While it may not have anywhere near the road presence of a hulking 4×4 with an enormous grille or aggressively-sloping roofline, living with a C-Class Estate for a week after a GLC Coupe reaffirmed something I’d almost forgotten – the humble family estate car is a far nicer car to live with.

The bigger GLC may be rather handsome, but I wouldn’t call it much better looking than the C-Class. In fact the smaller Mercedes got far more compliments from friends and family than its larger sibling, with its sharper nose, crisper light shapes and more distinguished silhouette.
It’s not as though the bigger, more expensive Mercedes has a nicer cabin, either. Much like a matryoshka Russian nesting doll, open up the C-Class and you’ll find a near-identical interior to the one you get in the GLC; swoopy centre console, crisp infotainment graphics and pretty vents on top of a plush, trimmed dashboard.

Some of the material quality lower down is questionable, with scratchy plastics on the doors and near the seat bases – and the C-Class has a weirdly small foot rest – but otherwise the cabin is very upmarket and pleasant to be in.
There’s lots of space in the C-Class Estate, with highly adjustable front seats, plenty of useful cubbies to keep items hidden away and enough headroom and legroom in the back for tall passengers to feel comfortable.

The boot is an adequate 490 litres in most versions, but if you need all of that capacity then avoid the PHEV which loses a whopping 130 litres of space to the car’s batteries.
But the C-Class’s real advantage compared to an SUV such as the GLC comes in the way it drives. Around town it’s far more comfortable, with only the sharpest, deepest potholes thumping through the cabin; other rough sections of road are simply ironed out.
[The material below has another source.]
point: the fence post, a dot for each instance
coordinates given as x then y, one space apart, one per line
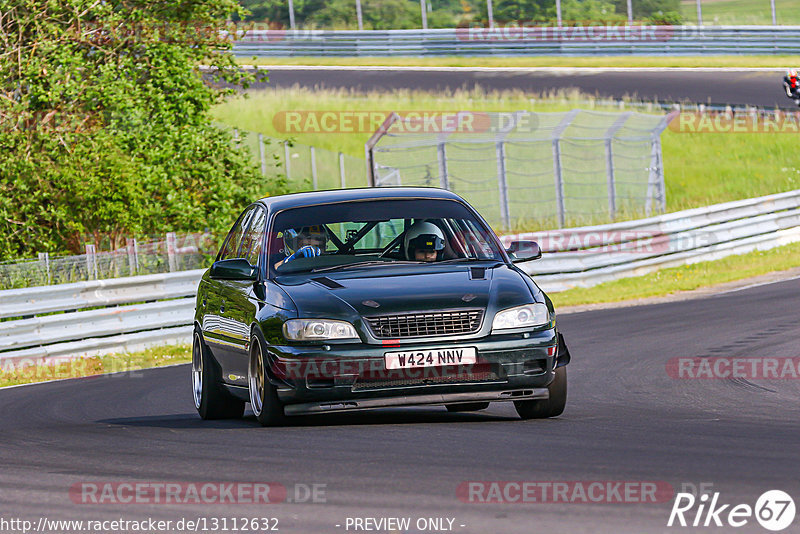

Visibility is far better when manoeuvring, and the lighter steering is less taxing when in a tight space.

You get a better motorway experience in the C-Class Estate too, because its suspension is even more adept at absorbing blows at high speed while the well-insulated cabin keeps wind and road noise at bay. It feels stable on a country lane, even around sharp bends, but the steering doesn’t offer much feedback so the practical Mercedes is never all that fun to drive, yet still gives you enough confidence to carve through corners.
All of that, combined with the fact that you’ll pay £15,000 less for an entry-level C-Class Estate compared to a base-model GLC, or £20,000 less than you would for a GLC Coupe, and picking the estate car is a no-brainer, really, unless you’re adamant to be behind the wheel of a big, imposing SUV.